Metadata-Version: 2.1
Name: kingarthur
Version: 0.1.20
Summary: Distributed job queue platform for scheduling Perceval jobs
Home-page: https://github.com/chaoss/grimoirelab-kingarthur
Author: Bitergia
Author-email: sduenas@bitergia.com
License: GPLv3
Description: # Arthur [![Build Status](https://travis-ci.org/chaoss/grimoirelab-kingarthur.svg?branch=master)](https://travis-ci.org/chaoss/grimoirelab-kingarthur)[![Coverage Status](https://coveralls.io/repos/github/chaoss/grimoirelab-kingarthur/badge.svg?branch=master)](https://coveralls.io/github/chaoss/grimoirelab-kingarthur?branch=master)
        
        King Arthur commands his loyal knight Perceval on the quest to fetch
        data from software repositories.
        
        Arthur is a distributed job queue platform that schedules and executes
        Perceval.
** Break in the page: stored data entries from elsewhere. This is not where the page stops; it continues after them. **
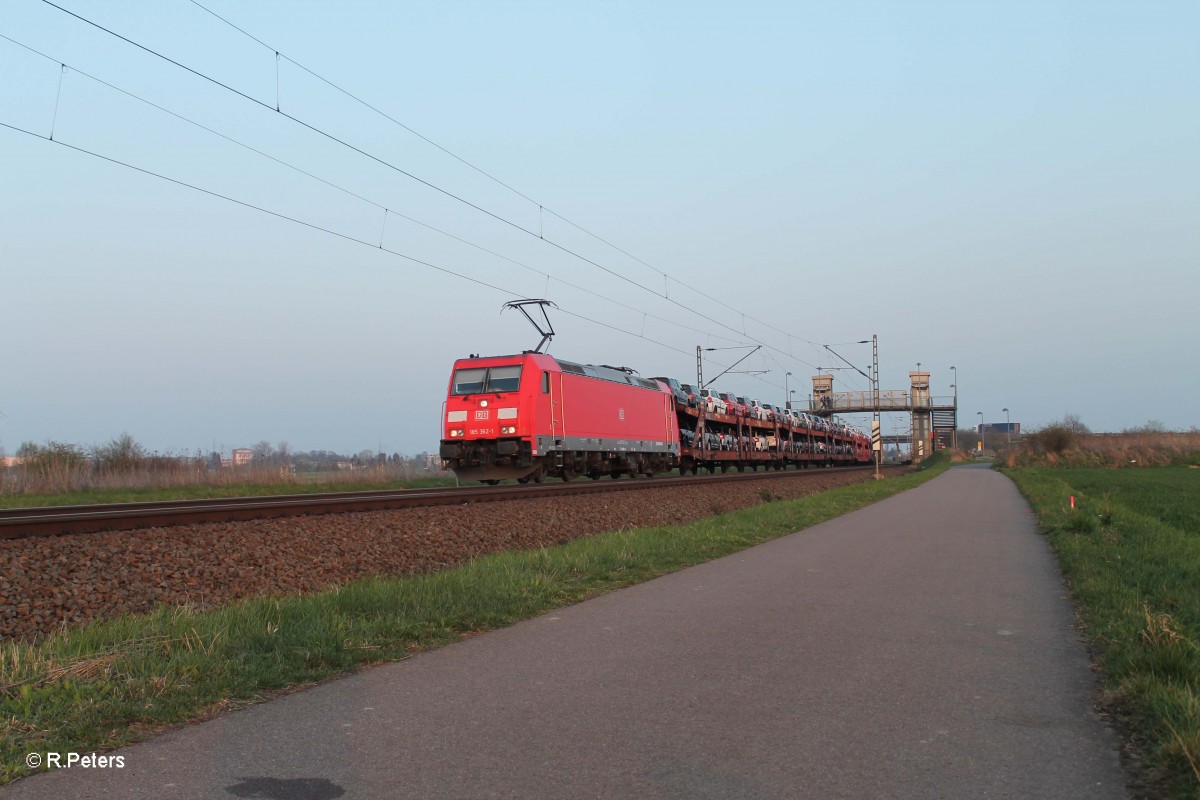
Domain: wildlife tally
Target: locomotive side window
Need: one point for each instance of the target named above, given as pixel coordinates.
(468, 382)
(504, 379)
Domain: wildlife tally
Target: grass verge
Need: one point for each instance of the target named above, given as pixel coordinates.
(117, 681)
(1131, 551)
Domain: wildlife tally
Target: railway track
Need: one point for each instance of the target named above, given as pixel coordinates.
(54, 521)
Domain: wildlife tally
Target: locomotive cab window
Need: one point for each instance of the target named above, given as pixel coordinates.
(481, 380)
(504, 379)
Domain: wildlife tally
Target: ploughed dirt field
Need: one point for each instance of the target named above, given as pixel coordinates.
(48, 582)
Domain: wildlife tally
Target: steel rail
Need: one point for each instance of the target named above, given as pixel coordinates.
(53, 521)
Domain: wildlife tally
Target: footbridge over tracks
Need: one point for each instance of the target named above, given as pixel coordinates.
(929, 416)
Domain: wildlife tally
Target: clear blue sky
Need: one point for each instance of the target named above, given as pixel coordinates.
(1008, 187)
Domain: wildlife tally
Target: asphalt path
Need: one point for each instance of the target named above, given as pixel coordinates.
(923, 648)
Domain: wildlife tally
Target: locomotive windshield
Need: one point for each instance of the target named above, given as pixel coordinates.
(481, 380)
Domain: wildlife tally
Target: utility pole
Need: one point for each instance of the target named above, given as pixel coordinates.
(875, 402)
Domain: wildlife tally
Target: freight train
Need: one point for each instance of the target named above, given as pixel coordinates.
(532, 416)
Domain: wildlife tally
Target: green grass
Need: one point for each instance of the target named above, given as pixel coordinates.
(1131, 552)
(113, 683)
(322, 482)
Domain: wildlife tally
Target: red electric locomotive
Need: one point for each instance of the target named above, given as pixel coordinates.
(529, 416)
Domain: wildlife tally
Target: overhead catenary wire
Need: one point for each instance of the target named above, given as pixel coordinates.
(376, 204)
(322, 229)
(425, 182)
(541, 206)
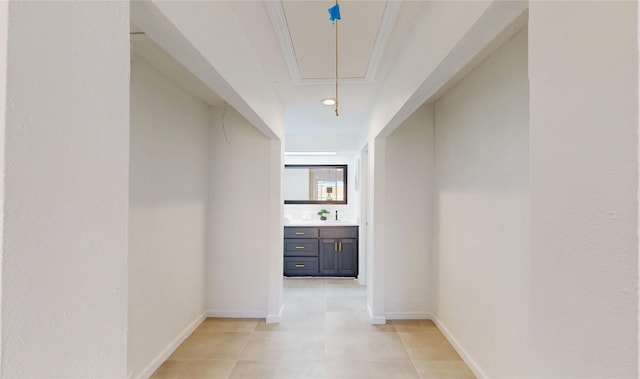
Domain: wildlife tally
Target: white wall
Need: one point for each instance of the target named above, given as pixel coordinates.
(66, 135)
(409, 217)
(168, 214)
(583, 67)
(241, 217)
(482, 249)
(208, 39)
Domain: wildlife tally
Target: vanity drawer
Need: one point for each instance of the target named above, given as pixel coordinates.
(300, 232)
(300, 266)
(339, 232)
(300, 247)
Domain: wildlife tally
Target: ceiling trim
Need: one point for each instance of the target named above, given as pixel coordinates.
(281, 28)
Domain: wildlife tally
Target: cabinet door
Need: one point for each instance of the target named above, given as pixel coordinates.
(328, 256)
(348, 257)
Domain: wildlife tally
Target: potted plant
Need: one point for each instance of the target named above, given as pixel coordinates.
(322, 213)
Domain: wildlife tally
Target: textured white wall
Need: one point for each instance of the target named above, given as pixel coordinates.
(583, 67)
(482, 251)
(64, 305)
(241, 215)
(409, 202)
(168, 213)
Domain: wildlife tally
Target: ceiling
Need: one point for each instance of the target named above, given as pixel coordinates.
(295, 43)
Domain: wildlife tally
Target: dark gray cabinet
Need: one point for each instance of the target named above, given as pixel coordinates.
(338, 257)
(321, 251)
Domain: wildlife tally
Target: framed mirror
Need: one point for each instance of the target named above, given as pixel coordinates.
(315, 184)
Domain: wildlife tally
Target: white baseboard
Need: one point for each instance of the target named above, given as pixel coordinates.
(376, 320)
(466, 357)
(408, 315)
(275, 318)
(167, 351)
(234, 314)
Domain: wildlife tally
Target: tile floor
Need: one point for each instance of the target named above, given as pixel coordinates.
(324, 333)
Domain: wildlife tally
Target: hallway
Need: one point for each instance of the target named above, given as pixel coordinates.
(325, 333)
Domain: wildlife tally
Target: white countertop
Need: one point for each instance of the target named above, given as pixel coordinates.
(318, 222)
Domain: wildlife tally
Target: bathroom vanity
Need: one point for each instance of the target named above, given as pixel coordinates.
(321, 250)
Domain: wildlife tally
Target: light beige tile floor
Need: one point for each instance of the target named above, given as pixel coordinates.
(325, 333)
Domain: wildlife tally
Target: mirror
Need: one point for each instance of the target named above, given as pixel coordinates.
(315, 184)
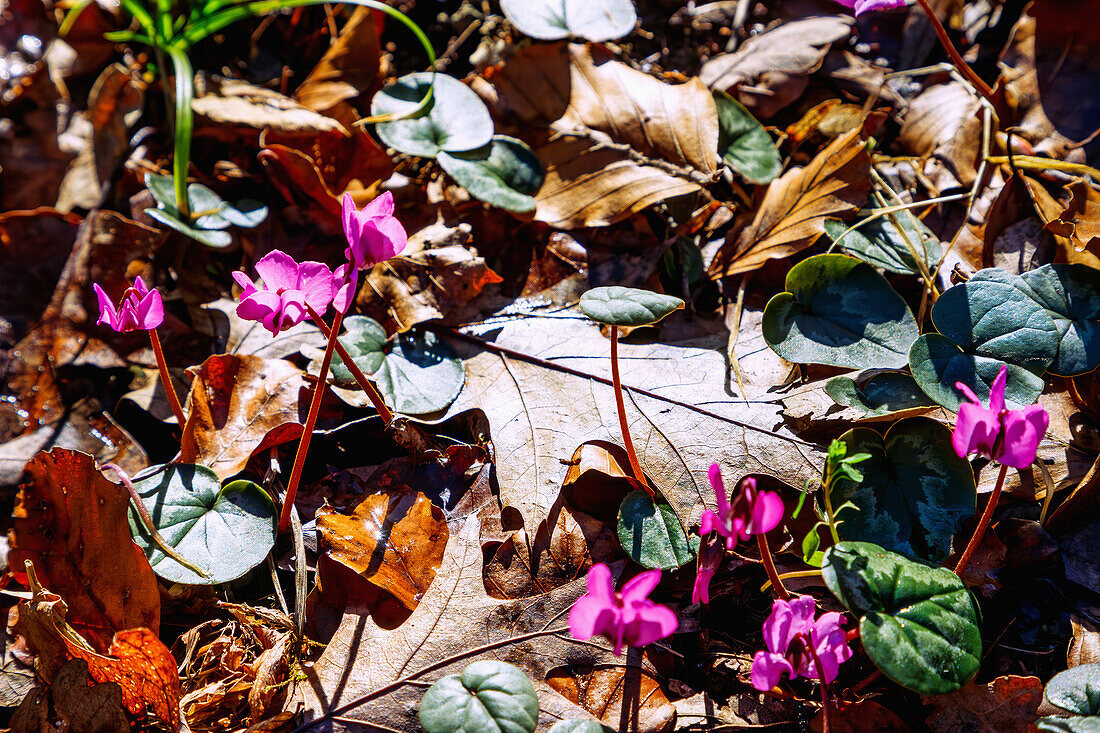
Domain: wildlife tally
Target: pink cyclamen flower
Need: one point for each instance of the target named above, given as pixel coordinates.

The platform is composed by two components: `arthurd`, the server
        that schedules the jobs and one or more instances of `arthurw`, the work horses
        that will run each Perceval job.
        
        The repositories whose data will be fetched are added to the
        platform using a REST API. Then, the server transforms these repositories into
        Perceval jobs and schedules them between its job queues.
        
        Workers are waiting for new jobs checking these queues. Workers only execute
        a job at a time. When a new job arrives, an idle worker will take and run
        it. Once a job is finished, if the result is successful, the server will
        re-schedule it to retrieve new data.
        
        By default, items fetched by each job will be published using a Redis queue.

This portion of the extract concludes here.